Tuesday, March 2, 2010

At Least They Know

The Canadians have something figured out. We never have.

We kept hearing, during their Olympic gold rush, their national anthem. So simple. So in touch with who they are.

Okay, a little sexist: "True patriot love in all thy sons command." Try some possible substitutes for "sons": "Daughters," "dudes", "sons and daughters", "people", "persons". Won't work. Throws it all off.

And you can actually sing it. Not like ours, where trained people are needed because some notes go through the roof. And they don't always remember the words.

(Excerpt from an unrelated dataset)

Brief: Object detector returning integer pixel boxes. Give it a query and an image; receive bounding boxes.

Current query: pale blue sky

That's because our national anthem commemorates a battle we lost in a war we'd rather forget. After all, the White House and Capitol were burned to the ground.

The British were shelling Fort McHenry in Baltimore, too, and somebody noticed that they missed the flagpole. Big deal. Were they actually aiming at it? Did Francis Scott Key write that poem to salvage what was left?

And the Canadian anthem celebrates the people and the land, unlike ours, which celebrates our flag and whatever it means. It's difficult to unify around it because both parts of it deal with the states, not the union.

Okay, the whole thing is supposed to, but its meaning continues to be discussed, including by people who, in the name of something some people believe it means, damage or destroy it and let everybody know while they're doing it.

Let's end the discussion, say some. There oughta be a law. Nope, says the Supreme Court.

Put it into the Constitution, say others. Nope. Too difficult to do that. And too much trouble to enforce. Better to note the stupidity with which so few others criticize it.

Just say boo. And go fly your own flag in a way that shows the right attitude toward it. So many more do that, anyhow.

There has never been a pandemic of wanton flag destruction. In a free land where so many could do it, so few actually have. That stands as its own comment.

And let's find a national anthem that celebrates this country's people and its land, something around which liberals and conservatives have found nothing to criticize. Impossible? Not at all.

We have one: "America the Beautiful." I've never met anybody who has ever had a problem with this song representing all of us.

It's easy to sing. And it'll work better when history teachers try to get kids to memorize the words for their next test. That kind of standardization goes without challenge.

We can learn from Canada, if we'd only listen. Listen to what they sing and how. It's about who they are. At least they know.